Gender Pay Gap Report 2022
At Vergo Pest Management Ltd, we know that diversity in gender and all other forms amongst our workforce is critical for building a successful, robust, and sustainable business. We strive to be an employer of choice that
recognises and rewards all talent equally, and we understand the importance of gender equality. This report showcases our commitment to closing the gender pay gap. It highlights the findings of our assessment, the measures we have put in place to address the pay gap, and our plans towards achieving gender pay parity.
Our gender pay gap
This is our annual gender pay gap report for the snapshot date of 5 April 2022.
- Our mean gender pay gap is 10.2%
- Our median gender pay gap is 13.3%
- Our mean gender bonus gap is 55.8%
- Our median gender bonus gap is 89.9%
- The proportion of male employees receiving a bonus is 82.7%, whereas the proportion of female employees receiving a bonus is 85.7%
Pay quartiles by gender
This table shows our workforce divided into four equal-sized groups based on hourly pay rate. The Lower quartile includes the lowest-paid 25% of employees, and the Upper quartile covers the highest-paid 25%.
The percentage of Male to female employees in each quartile is 80.5% or more.
Why do we have a gender pay gap?
We are committed to equal opportunities and treatment for all employees, regardless of sex, race, religion or belief, age, marriage or civil partnership, pregnancy/maternity, sexual orientation, gender reassignment or disability. We have a clear policy of paying employees equally for the same or equivalent work, regardless of their sex (or anything else listed above). We conduct regular pay and benefits audits, provide equal pay training for all employees involved in pay reviews, and evaluate job roles and pay grades to ensure fairness.
We are confident that our gender pay gap is not because we pay men and women differently for the same or equivalent work. Instead, our gender pay gap is because men and women work in different roles, and those roles have different salaries. In addition, we have a heavily male-dominated workforce, which is the norm in the pest control industry.
In the UK, it is also not uncommon for more men to hold more senior positions than women. Men tend to be in higher-paying technical and IT-related roles, while women are likelier to take work breaks to raise children or work part-time in lower-paid positions. This trend is also reflected in our organisation, where most managers and senior management team members are men.
The table above shows our workforce divided into four equal-sized groups based on hourly pay rate. Band A includes the lowest-paid 25% of employees (the lower quartile), and band D covers the highest-paid 25% (the upper quartile). If we had no gender pay gap, each band would have an equal ratio of men to women. However, 19.5% of the employees in band A are women, and 80.5% are men. The percentage of male employees increases throughout the remaining bands, from 86.5% in band B to 89.2% in band D.
How does our gender pay gap compare with others?

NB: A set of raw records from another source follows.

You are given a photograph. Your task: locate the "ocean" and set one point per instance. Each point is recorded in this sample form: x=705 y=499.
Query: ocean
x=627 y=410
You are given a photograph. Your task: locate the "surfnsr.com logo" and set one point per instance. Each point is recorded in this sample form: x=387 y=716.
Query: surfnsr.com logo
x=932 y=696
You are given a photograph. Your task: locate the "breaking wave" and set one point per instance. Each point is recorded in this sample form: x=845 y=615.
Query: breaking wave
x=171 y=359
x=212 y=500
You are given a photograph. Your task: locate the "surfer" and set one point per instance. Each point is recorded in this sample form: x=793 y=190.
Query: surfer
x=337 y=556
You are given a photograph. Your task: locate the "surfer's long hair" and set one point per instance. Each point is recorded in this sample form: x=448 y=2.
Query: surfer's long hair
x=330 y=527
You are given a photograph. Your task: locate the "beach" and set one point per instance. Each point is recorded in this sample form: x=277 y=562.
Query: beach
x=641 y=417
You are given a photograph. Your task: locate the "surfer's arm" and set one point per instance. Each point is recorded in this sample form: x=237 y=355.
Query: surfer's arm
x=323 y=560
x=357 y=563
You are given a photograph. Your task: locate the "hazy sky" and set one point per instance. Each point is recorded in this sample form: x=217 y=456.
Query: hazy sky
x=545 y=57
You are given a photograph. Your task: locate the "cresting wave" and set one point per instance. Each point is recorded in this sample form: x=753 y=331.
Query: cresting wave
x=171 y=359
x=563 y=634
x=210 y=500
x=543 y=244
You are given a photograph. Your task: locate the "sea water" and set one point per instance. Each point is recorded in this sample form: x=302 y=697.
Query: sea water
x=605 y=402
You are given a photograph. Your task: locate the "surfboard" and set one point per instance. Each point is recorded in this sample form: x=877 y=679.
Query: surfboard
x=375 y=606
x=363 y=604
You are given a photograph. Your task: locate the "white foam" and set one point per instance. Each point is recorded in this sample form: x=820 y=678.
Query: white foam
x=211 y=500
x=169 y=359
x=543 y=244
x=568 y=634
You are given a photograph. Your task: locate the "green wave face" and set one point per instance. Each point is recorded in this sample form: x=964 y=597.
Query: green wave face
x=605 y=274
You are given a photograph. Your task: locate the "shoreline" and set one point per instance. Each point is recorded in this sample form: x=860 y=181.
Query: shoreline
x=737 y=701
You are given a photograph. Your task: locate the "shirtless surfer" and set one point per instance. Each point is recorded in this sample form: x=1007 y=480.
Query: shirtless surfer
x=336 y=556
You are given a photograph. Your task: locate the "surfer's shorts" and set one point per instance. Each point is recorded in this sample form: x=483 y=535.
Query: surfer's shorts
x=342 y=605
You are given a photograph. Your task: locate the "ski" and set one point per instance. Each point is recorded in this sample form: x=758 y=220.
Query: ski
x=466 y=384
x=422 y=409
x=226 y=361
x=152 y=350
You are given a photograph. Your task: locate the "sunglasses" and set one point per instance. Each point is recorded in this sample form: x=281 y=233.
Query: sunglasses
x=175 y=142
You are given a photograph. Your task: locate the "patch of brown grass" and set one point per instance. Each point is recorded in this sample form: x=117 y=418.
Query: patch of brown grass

At the time of reporting, most of our workforce is operational and male in gender. However, our median gender pay gap is lower than the national average median gender pay gap, which is 14.9% (according to the October 2022 ONS ASHE figures) by 1.6% and has decreased by 12.1% year on year from 27% in 2021 to 13.3% in 2022.
What are we doing to close our gender pay gap?
Although our gender pay gap compares favourably and is currently below the national average median gender pay gap and has improved over the last 12 months, we are committed to doing everything we can to continue to reduce the gap. We know this will be challenging in a male-dominated industry where attracting more women into the sector is difficult, particularly in operational roles, which primarily fall in the lower and lower middle quartiles.
We know achieving a representational balance between male and female colleagues is critical to closing the gender pay gap, and we will continue recruiting women into operational front-line pest control roles and mid-level support and managerial roles. Building our female representation in these roles will create a pipeline of women for future middle and senior manager roles. In support of this, we encourage women to consider front-line pest technician roles by offering foot technician positions on smaller dedicated patches, term-time only and part-time opportunities where we can, to attract working parents who need to work around childcare commitments.
We have launched our new flexible working policy for all employees and have introduced other policies to offer and support a positive work-life balance, including hybrid working, a sabbatical leave policy and a birthday day off benefit.
We also conduct regular pay audits and address any pay disparities that are identified, as well as areas that need improvement to eliminate any gender bias.
In isolation, none of these initiatives will remove the gender pay gap, and it will take some time for a real impact to be seen. However, we will continue to monitor and report on what we are doing to reduce the gender pay gap.